Charter schools are publicly funded but privately operated. Originally intended to be “laboratories of innovation” for the public school system, charters have evolved into a vehicle for making big money off of taxpayers while skirting the oversight and accountability that come with running an independent school district.
Charter school chains serve 7% of Texas students yet take up 15% of Texas’ education budget. The number of charters in Texas has nearly doubled over the past decade, putting a strain on the state budget and wreaking fiscal havoc with education budgets in districts like Houston Independent School District. Most of this vast growth has occurred without the knowledge or consent of Texas voters.
The Texas Education Agency reviews charter applications, and finalists are presented to the State Board of Education, on which I serve. We are allowed to interview applicants and may either approve or veto each application. Whatever happens after that is out of our hands.
As the only elected representatives in the approval process, we have taken our job as safeguards of taxpayer dollars very seriously. What we’ve found has been troubling.
The TEA and Commissioner Mike Morath have routinely recommended awarding your tax dollars to applicants who lacked even the most basic plans for things like transportation, food service, and providing for students with special needs. Many finalists acknowledged they would offer nothing different from the school district in which they would be placed. Others would have imported unvetted curriculum while exporting our tax dollars to operators in California and New York.
I’m proud that the SBOE has fought to protect Texans’ hard-earned money; at the last board meeting, we vetoed four of the five finalists up for consideration. But that is where our authority ends.
The vast majority of charter growth in Texas has occurred through expansion amendments under which an existing charter chain is allowed to open additional campuses. Expansions fall entirely under the authority of the TEA and Commissioner Morath. That means a charter could expand to your school district and siphon away funding without you finding out until your taxes go up and bus routes and campuses begin to close.
Fortunately, the Biden Administration has issued new federal rules cracking down on fraud and deception within the charter school industry. Any new charter or expansion applicant must now reach out to the community and hold a public hearing before being granted federal funds. Charter schools must also explain their plans to ensure diversity and provide a community impact analysis.

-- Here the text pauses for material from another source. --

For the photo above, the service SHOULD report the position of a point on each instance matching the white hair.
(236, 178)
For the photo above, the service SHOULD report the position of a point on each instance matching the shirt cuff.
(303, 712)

These gains are significant, but the charter school lobby has already engineered a failsafe.
This past election cycle, charter school profiteers led by billionaire Netflix founder Reed Hastings and Walmart heir Jim Walton contributed nearly $2 million to pro-charter candidates in Texas – including candidates for the SBOE. One SBOE candidate received more than $250,000 and several others more than $180,000. Compare that to the $2,000 I spent on my first campaign, and you get the picture – charter tycoons have decided to literally buy the elected body that considers charter applications.
It’s time for an intervention.
The Texas Legislature must expand SBOE authority to include charter expansion amendments and must prohibit SBOE candidates from accepting political contributions from charter schools and organizations that represent them. Texas taxpayers deserve better. Our kids deserve better.
Let’s break the addiction before there’s no public school system left to save.